Boletim da Liberdade: Minas Geais vinha sendo um estado bastante elogiado pelo tratamento à grave questão da pandemia. Mais recentemente, mesmo assim, o senhor apontou problemas na velocidade de vacinação, intensificou as restrições ao deslocamento e às atividades no estado e reconheceu que houve uma subestimação federal à periculosidade do coronavírus. Em que pé estamos quanto a essa questão? Qual seria a postura correta diante dos dilemas suscitados entre os liberais sobre a tensão entre o problema sanitário e as liberdades individuais?
Romeu Zema: Minas Gerais hoje é o estado que tem a menor taxa de óbito por covid dentre todos os estados das regiões Sudeste e Sul. Mas mesmo assim temos dificuldades semelhantes a todos os demais estados do Brasil. Isso ficou muito claro agora, nos meses de fevereiro e março, quando o nosso sistema de saúde entrou em colapso.
Tínhamos duas opções: assistirmos uma grande quantidade de pessoas morrerem por falta de atendimento hospitalar, já que não havia mais disponibilidade de vagas nos hospitais, ou então tomarmos alguma medida mais dura de isolamento social, que foi o que fizemos. Vale lembrar que não estamos ferindo nenhuma liberdade individual. Sou de um partido liberal, acredito muito nisso. Que fique muito claro: o que fizemos foi uma medida temporária, regionalizada, para salvar vidas. Não foi uma opção. Foi uma imposição, uma necessidade humanitária, para que nós não assistíssemos cenas de horror na rua. Pessoas morrendo por falta de atendimento médico.

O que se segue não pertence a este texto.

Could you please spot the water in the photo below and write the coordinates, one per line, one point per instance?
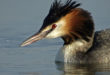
(38, 59)
(20, 19)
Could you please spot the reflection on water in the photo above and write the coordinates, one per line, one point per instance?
(83, 69)
(38, 59)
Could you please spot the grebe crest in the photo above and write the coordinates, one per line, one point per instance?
(74, 25)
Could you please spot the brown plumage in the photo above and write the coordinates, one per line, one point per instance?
(76, 27)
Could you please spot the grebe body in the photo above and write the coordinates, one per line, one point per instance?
(76, 27)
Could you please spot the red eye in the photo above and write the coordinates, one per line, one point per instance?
(54, 26)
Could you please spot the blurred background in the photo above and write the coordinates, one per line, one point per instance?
(20, 19)
(26, 16)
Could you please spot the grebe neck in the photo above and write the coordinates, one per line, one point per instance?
(73, 52)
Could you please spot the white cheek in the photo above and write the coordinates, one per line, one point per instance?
(58, 31)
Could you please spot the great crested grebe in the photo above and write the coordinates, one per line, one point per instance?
(76, 27)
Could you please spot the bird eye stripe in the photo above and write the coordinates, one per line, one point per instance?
(54, 26)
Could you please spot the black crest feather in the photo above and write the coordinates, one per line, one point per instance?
(59, 9)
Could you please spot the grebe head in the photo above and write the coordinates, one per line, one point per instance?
(65, 21)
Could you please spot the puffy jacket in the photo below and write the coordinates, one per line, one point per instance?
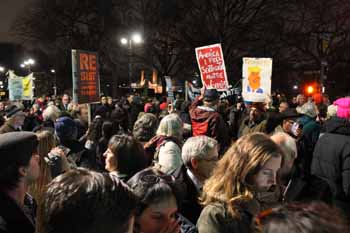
(331, 160)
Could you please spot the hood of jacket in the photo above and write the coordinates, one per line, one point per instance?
(337, 125)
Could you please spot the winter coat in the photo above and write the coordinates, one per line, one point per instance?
(14, 219)
(215, 218)
(208, 122)
(331, 160)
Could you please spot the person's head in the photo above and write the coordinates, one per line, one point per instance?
(250, 166)
(65, 99)
(256, 112)
(200, 155)
(109, 100)
(311, 217)
(170, 126)
(19, 159)
(51, 113)
(301, 99)
(145, 127)
(158, 206)
(211, 98)
(125, 154)
(290, 152)
(343, 107)
(66, 128)
(83, 113)
(81, 200)
(103, 100)
(283, 106)
(15, 116)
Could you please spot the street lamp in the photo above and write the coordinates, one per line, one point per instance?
(135, 38)
(28, 63)
(53, 71)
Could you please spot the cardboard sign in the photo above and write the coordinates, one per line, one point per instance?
(86, 79)
(211, 64)
(257, 74)
(20, 88)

O governo federal, desde o início da pandemia, deveria ter centralizado as principais ações, protocolos, comunicações. Infelizmente isso não aconteceu. Acabou que cada estado e muitas vezes até cada prefeito teve que tomar a frente de uma situação para a qual não estava preparado. Até então ninguém havia vivenciado uma situação de pandemia. Isso, com toda certeza, gerou angústia e confusão na cabeça do brasileiro, que a cada momento que ligava a televisão ou o computador, via mensagens contraditórias. E acabou que o desempenho do Brasil ficou aquém do que poderia ter sido na condução da pandemia.

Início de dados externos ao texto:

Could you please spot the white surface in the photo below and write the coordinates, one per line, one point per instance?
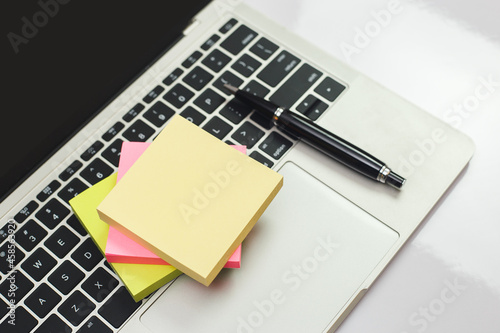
(444, 56)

Boletim da Liberdade: Por fim, gostaríamos de uma apreciação sobre o futuro político do Brasil. Apesar de estarmos diante de um grande desafio no presente, o senhor poderia adiantar algo a respeito do papel que pretende desempenhar como homem público nas eleições de 2022? O PT de Lula, em sua opinião, ainda representa um risco real?
Romeu Zema: O meu foco, neste momento, está totalmente no combate à pandemia. Falar de eleição num momento como esse seria extremamente inadequado. Mas já deixei claro que em 2022 serei candidato à reeleição ao governo de Minas Gerais, muito em virtude de que percebi que em quatro anos, na velocidade em que o processo anda dentro do estado, você não consegue fazer tudo no ritmo que gostaria.
Então será necessário mais um mandato para conseguirmos deixar Minas Gerais numa boa situação, com as contas em dia e capacidade de investir. Com relação à eleição presidencial, não sou a pessoa adequada para dar prognósticos. Até porque não sou estudioso da política, não acompanho tanto. A gestão do Estado me demanda muito aqui. Preferiria que alguém que esteja mais a par, mais próximo desses acontecimentos, opinasse.